Created attachment 413694 [details, diff] Remove spurious \n to fix udev rule generation libfprint generates 60-fprint-autosuspend.rules for all supported devices, however there's a spurious \n before the ', MODE="0666"' which results in it appearing on a new line after the match criteria. At least on current systemd/udev this results in MODE="0666" being applied unconditionally to all device nodes. This is an extremely serious security problem and effectively gives root access to all users simply by having the ebuild emerged.
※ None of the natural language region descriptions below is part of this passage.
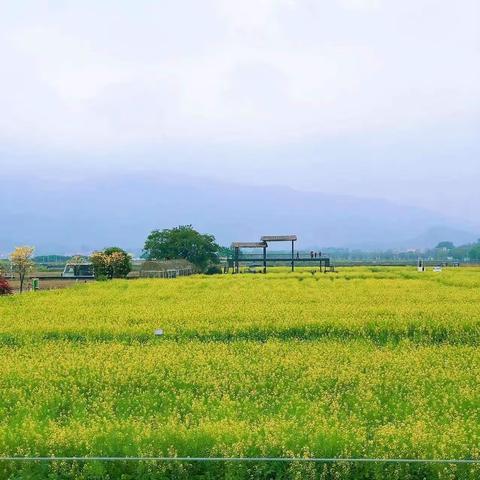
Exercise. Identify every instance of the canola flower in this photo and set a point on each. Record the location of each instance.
(380, 363)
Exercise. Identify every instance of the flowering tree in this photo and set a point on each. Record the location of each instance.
(5, 288)
(22, 263)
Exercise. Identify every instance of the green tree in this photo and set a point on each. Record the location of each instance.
(111, 263)
(182, 242)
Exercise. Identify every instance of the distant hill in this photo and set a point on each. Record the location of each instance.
(81, 214)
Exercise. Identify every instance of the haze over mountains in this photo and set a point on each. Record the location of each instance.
(79, 214)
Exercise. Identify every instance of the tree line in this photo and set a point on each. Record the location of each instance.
(113, 262)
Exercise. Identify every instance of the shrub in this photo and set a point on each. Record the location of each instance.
(5, 288)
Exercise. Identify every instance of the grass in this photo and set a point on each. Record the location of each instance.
(363, 363)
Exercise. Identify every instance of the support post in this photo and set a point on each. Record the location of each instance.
(293, 260)
(265, 259)
(236, 268)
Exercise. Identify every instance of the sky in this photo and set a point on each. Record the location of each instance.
(367, 98)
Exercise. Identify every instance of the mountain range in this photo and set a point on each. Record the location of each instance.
(80, 214)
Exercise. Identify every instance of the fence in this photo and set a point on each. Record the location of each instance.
(169, 273)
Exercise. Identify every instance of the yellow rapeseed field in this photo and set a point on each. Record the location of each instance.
(370, 362)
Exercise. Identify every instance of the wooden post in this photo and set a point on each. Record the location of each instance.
(236, 267)
(293, 260)
(265, 259)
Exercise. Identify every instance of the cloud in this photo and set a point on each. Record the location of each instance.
(252, 72)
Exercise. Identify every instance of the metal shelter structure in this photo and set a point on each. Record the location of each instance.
(292, 259)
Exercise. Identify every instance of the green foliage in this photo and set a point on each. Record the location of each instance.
(113, 262)
(182, 242)
(364, 363)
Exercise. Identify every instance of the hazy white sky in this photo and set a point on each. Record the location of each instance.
(367, 97)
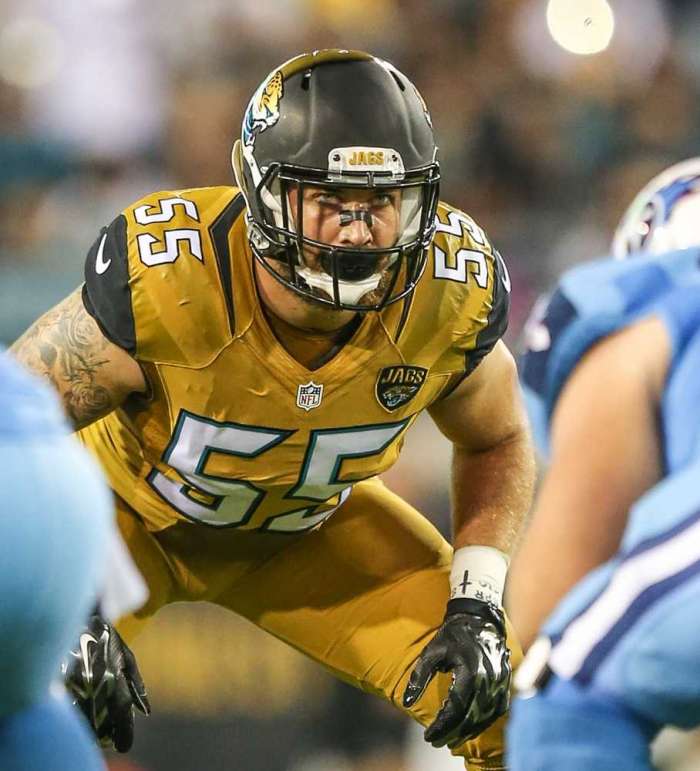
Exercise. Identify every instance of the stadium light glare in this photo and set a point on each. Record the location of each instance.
(581, 26)
(31, 53)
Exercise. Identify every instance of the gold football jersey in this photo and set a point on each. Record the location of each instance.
(235, 433)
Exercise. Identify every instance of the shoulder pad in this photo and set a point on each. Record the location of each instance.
(158, 279)
(465, 289)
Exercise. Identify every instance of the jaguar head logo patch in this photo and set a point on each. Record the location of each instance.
(264, 108)
(397, 385)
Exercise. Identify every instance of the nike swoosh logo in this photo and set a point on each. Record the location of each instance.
(85, 640)
(100, 265)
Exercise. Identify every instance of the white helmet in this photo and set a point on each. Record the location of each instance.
(665, 214)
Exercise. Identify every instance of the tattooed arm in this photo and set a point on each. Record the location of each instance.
(92, 375)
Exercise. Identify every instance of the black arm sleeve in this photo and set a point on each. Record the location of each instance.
(106, 294)
(498, 316)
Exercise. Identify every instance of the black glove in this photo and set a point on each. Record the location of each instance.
(105, 683)
(471, 643)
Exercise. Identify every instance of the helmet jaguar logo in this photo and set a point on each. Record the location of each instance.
(263, 110)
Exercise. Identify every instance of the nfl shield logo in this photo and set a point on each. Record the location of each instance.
(309, 395)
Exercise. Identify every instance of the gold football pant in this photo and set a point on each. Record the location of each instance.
(362, 594)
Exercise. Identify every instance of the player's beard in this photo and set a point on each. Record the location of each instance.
(370, 299)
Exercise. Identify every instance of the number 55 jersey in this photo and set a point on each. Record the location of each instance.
(234, 432)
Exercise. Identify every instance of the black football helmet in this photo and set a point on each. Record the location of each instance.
(339, 122)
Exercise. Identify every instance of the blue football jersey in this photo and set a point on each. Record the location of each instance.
(28, 407)
(625, 628)
(597, 299)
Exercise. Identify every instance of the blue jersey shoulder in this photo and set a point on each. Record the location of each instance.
(594, 300)
(28, 408)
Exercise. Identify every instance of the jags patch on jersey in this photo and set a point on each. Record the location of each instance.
(397, 385)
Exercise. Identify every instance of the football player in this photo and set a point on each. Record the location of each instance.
(245, 361)
(609, 570)
(54, 533)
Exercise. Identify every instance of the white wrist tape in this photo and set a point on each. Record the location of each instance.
(478, 573)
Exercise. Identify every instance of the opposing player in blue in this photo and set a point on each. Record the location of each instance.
(55, 529)
(605, 590)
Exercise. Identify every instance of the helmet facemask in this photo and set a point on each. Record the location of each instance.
(392, 221)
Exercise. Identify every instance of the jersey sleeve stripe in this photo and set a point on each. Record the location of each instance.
(219, 231)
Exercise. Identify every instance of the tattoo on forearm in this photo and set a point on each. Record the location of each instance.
(66, 346)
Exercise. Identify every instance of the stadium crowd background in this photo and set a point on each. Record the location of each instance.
(102, 101)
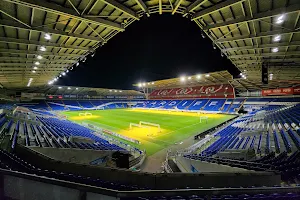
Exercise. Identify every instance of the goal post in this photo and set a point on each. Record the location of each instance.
(205, 118)
(150, 124)
(133, 124)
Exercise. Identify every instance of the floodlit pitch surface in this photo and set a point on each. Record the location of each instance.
(175, 126)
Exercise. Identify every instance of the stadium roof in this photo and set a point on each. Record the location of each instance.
(59, 90)
(248, 32)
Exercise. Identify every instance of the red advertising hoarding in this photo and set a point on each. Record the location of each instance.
(210, 91)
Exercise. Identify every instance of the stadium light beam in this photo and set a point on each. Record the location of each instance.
(29, 82)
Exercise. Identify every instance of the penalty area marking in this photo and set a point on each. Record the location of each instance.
(178, 129)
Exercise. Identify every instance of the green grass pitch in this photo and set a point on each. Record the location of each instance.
(176, 126)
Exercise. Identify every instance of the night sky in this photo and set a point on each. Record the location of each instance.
(154, 48)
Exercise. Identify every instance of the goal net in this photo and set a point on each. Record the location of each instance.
(142, 123)
(203, 118)
(85, 114)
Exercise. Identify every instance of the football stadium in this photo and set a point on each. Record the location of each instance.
(226, 134)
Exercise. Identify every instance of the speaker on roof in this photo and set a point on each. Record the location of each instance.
(264, 73)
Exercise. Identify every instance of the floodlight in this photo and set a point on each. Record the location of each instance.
(280, 19)
(42, 48)
(277, 38)
(47, 36)
(275, 50)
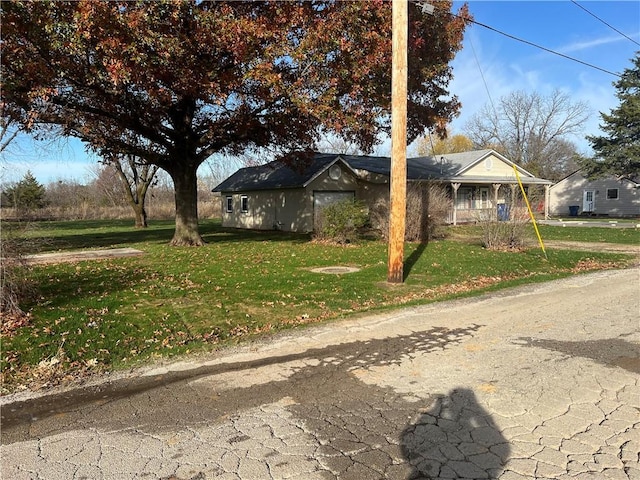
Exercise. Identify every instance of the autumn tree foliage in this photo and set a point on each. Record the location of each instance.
(174, 82)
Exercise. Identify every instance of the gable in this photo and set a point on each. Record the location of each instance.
(490, 166)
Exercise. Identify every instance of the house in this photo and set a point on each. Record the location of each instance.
(611, 196)
(288, 196)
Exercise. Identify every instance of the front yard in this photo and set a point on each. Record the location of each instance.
(93, 316)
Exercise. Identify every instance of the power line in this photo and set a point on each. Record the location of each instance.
(513, 37)
(610, 26)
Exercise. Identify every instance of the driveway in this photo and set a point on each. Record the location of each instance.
(537, 382)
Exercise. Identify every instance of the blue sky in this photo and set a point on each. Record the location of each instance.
(506, 65)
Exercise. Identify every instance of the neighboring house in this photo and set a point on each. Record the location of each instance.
(287, 197)
(576, 195)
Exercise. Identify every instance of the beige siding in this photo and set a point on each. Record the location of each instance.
(268, 210)
(290, 210)
(492, 166)
(570, 191)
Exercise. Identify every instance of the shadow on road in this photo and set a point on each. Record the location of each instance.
(455, 438)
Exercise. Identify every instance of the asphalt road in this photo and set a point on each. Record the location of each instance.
(538, 382)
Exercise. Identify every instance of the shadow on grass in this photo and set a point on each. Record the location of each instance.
(113, 234)
(411, 261)
(69, 283)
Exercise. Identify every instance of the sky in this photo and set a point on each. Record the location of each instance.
(490, 66)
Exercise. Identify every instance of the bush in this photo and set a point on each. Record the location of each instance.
(339, 222)
(428, 207)
(14, 280)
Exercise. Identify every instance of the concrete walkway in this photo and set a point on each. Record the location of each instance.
(539, 382)
(80, 255)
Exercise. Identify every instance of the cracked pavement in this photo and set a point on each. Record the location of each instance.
(536, 382)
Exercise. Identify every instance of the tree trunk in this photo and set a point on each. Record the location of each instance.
(186, 194)
(141, 215)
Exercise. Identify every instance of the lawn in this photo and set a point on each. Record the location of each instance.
(95, 316)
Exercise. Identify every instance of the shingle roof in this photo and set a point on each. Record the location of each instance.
(279, 174)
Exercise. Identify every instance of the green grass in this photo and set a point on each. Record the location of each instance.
(629, 236)
(99, 315)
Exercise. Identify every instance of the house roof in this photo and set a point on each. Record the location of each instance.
(279, 174)
(634, 180)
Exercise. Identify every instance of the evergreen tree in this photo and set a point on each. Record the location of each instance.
(27, 194)
(618, 151)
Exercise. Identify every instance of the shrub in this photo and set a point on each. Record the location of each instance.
(16, 287)
(339, 222)
(428, 207)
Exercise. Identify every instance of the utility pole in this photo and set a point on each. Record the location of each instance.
(398, 178)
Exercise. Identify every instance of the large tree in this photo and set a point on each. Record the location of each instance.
(531, 129)
(173, 82)
(439, 146)
(618, 151)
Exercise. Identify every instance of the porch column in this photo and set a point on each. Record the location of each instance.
(496, 187)
(547, 198)
(455, 187)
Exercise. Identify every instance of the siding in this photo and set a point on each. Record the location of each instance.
(490, 167)
(570, 191)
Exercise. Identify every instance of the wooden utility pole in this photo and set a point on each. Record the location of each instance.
(398, 180)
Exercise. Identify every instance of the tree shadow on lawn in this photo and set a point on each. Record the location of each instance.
(211, 232)
(86, 281)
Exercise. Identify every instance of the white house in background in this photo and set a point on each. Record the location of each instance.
(609, 196)
(287, 196)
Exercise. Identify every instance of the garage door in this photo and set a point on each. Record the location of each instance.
(322, 199)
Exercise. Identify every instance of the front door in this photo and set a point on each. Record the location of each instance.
(588, 201)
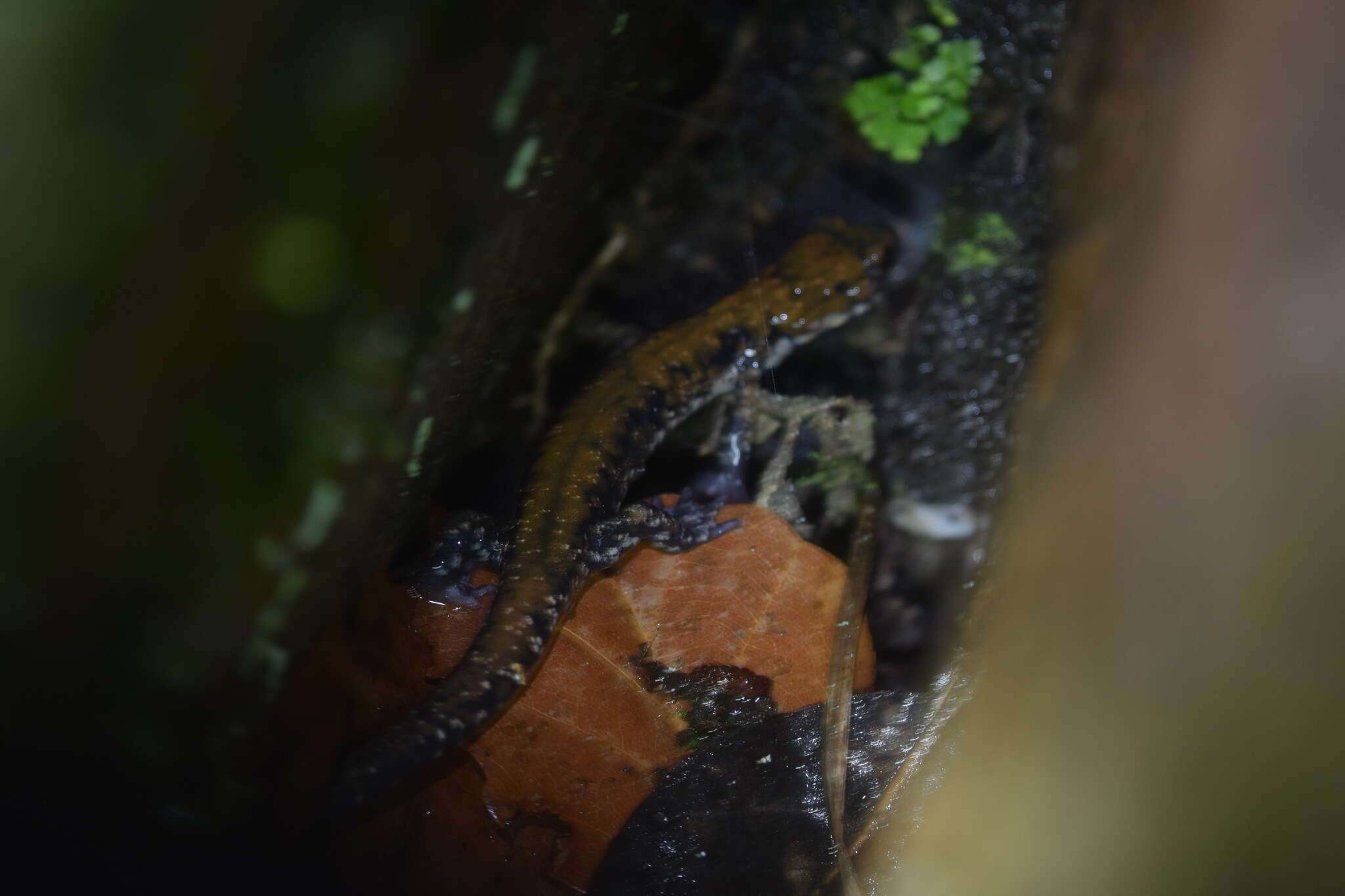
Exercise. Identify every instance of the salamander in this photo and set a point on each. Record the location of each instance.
(572, 521)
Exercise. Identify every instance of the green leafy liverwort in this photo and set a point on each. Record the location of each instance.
(925, 98)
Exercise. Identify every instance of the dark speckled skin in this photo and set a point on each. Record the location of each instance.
(584, 469)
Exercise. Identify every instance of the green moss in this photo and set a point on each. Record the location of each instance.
(971, 241)
(423, 431)
(942, 12)
(926, 98)
(523, 159)
(834, 472)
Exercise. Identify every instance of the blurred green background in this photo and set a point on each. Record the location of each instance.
(229, 233)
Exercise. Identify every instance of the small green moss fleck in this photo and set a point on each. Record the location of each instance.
(834, 472)
(942, 12)
(462, 301)
(512, 101)
(971, 241)
(517, 175)
(423, 431)
(323, 505)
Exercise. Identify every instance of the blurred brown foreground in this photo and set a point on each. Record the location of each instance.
(1160, 658)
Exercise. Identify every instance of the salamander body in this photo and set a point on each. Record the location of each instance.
(586, 463)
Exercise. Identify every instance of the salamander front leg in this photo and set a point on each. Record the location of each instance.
(443, 574)
(674, 530)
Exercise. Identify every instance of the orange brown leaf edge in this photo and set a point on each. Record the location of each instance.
(557, 775)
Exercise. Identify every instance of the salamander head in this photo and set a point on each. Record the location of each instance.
(829, 278)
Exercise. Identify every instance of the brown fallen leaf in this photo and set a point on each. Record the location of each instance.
(558, 774)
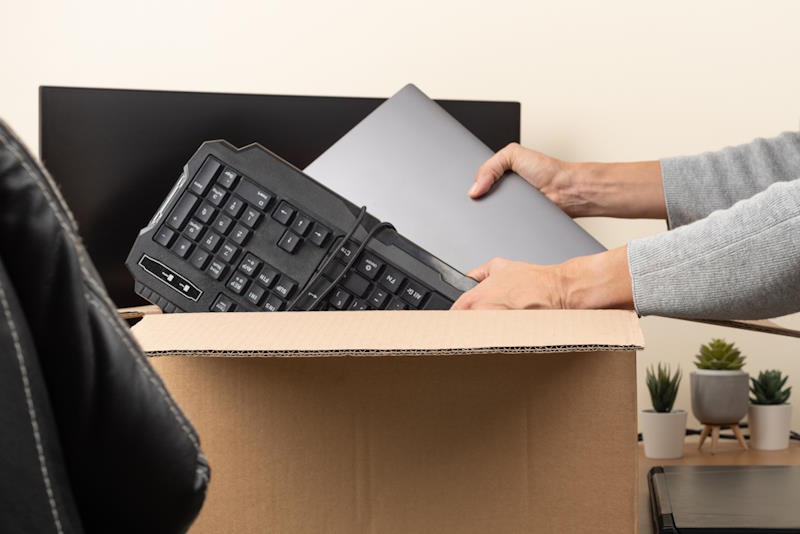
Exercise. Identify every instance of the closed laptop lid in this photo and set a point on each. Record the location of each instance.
(730, 499)
(411, 163)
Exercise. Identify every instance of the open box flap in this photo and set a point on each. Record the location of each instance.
(388, 333)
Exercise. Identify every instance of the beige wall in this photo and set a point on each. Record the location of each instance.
(607, 80)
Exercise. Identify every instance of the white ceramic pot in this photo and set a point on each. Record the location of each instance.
(769, 426)
(663, 433)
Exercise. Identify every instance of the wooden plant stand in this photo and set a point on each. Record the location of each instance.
(714, 431)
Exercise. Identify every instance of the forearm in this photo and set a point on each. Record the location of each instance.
(696, 186)
(626, 190)
(738, 263)
(597, 281)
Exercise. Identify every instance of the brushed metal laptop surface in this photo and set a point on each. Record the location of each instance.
(411, 163)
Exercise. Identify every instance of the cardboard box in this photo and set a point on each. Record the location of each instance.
(521, 421)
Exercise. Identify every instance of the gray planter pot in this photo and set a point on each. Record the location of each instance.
(719, 397)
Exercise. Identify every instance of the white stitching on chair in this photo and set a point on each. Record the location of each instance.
(106, 304)
(146, 368)
(23, 370)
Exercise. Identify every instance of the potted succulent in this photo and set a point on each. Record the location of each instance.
(769, 416)
(663, 429)
(719, 387)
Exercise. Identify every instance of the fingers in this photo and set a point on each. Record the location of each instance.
(492, 170)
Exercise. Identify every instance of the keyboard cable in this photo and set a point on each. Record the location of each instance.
(371, 234)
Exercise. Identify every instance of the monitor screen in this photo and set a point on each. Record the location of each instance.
(116, 153)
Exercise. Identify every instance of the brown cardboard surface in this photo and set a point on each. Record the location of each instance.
(392, 332)
(506, 441)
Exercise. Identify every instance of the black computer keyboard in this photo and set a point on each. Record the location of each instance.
(243, 230)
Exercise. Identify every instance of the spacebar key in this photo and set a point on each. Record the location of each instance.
(437, 302)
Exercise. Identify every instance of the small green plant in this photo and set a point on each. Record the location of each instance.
(663, 386)
(768, 388)
(719, 355)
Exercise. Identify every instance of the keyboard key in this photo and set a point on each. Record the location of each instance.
(216, 269)
(200, 258)
(413, 293)
(205, 213)
(356, 284)
(228, 252)
(237, 283)
(250, 217)
(179, 214)
(396, 304)
(194, 230)
(204, 176)
(437, 302)
(222, 223)
(332, 270)
(285, 287)
(273, 303)
(240, 234)
(223, 304)
(283, 213)
(378, 298)
(255, 294)
(392, 279)
(211, 241)
(319, 234)
(369, 266)
(182, 247)
(289, 242)
(311, 294)
(346, 251)
(358, 305)
(217, 195)
(302, 224)
(267, 276)
(253, 194)
(227, 178)
(340, 299)
(164, 236)
(234, 206)
(250, 265)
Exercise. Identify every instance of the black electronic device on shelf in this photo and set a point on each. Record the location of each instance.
(243, 230)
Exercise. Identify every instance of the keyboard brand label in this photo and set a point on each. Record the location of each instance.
(170, 277)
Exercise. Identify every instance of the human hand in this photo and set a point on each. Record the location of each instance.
(547, 174)
(506, 284)
(588, 282)
(629, 190)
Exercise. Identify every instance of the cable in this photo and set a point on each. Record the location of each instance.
(347, 237)
(375, 229)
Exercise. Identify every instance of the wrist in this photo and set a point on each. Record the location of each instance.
(597, 281)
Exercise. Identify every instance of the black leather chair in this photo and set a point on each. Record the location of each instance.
(90, 439)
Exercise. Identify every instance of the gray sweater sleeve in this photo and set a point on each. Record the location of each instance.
(695, 186)
(738, 263)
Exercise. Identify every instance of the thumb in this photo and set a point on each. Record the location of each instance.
(481, 273)
(492, 170)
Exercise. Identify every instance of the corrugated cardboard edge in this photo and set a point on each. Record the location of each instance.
(393, 333)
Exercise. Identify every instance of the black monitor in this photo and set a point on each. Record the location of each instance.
(116, 153)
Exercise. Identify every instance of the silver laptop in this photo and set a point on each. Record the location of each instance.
(411, 163)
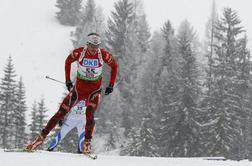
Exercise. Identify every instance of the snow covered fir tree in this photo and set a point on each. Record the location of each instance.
(175, 96)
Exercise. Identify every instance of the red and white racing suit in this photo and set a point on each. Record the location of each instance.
(87, 86)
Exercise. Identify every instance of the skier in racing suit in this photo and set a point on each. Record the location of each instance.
(90, 60)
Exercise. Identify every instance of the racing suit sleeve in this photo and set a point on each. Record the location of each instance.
(111, 62)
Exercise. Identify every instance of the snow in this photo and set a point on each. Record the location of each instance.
(38, 45)
(43, 158)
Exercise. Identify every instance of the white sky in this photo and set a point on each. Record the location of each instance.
(196, 12)
(39, 45)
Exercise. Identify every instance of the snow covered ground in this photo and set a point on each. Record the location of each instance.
(44, 158)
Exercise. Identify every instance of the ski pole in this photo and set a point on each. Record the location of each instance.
(47, 77)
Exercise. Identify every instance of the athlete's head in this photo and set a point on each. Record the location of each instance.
(93, 40)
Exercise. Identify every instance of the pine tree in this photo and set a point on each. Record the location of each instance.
(8, 102)
(184, 134)
(70, 12)
(19, 116)
(147, 105)
(116, 42)
(167, 89)
(230, 105)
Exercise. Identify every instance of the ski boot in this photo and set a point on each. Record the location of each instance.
(87, 146)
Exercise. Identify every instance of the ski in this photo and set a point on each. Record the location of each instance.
(91, 156)
(19, 150)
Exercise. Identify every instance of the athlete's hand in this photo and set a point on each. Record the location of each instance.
(60, 123)
(109, 90)
(69, 85)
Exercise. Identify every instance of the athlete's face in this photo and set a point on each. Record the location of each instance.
(92, 48)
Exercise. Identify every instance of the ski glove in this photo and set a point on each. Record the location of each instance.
(69, 85)
(109, 90)
(60, 122)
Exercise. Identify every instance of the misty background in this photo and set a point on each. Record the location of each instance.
(179, 94)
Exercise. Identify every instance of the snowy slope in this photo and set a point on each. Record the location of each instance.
(38, 45)
(65, 159)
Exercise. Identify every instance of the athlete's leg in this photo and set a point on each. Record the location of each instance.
(66, 128)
Steven, thank you for this report. I am adding the security team to CC and also the security keyword so that this gets the correct attention. In the future, please add the PATCH and SECURITY keywords for bugs that contain patches and bugs that are security related respectively. This causes them to be prioritized by both the maintainer (because of the PATCH keyword) and security team (because of the SECURITY keyword).
I have the same issue. And its definitely a Critical security issue.
This is an unstable / testing version. Setting whiteboard to ~1
commit 7c64231d37ba906f77ddc02e8f67b6d784e69b1f Author: Lars Wendler <polynomial-c@gentoo.org> Date: Tue Feb 16 21:57:56 2016 sys-auth/libfprint: Security revbump fixing broken udev rule (bug #562218). Package-Manager: portage-2.2.27 Signed-off-by: Lars Wendler <polynomial-c@gentoo.org>
*** Bug 573366 has been marked as a duplicate of this bug. ***
Maintainer(s), Thank you for your work. No stable versions, closing as noglsa.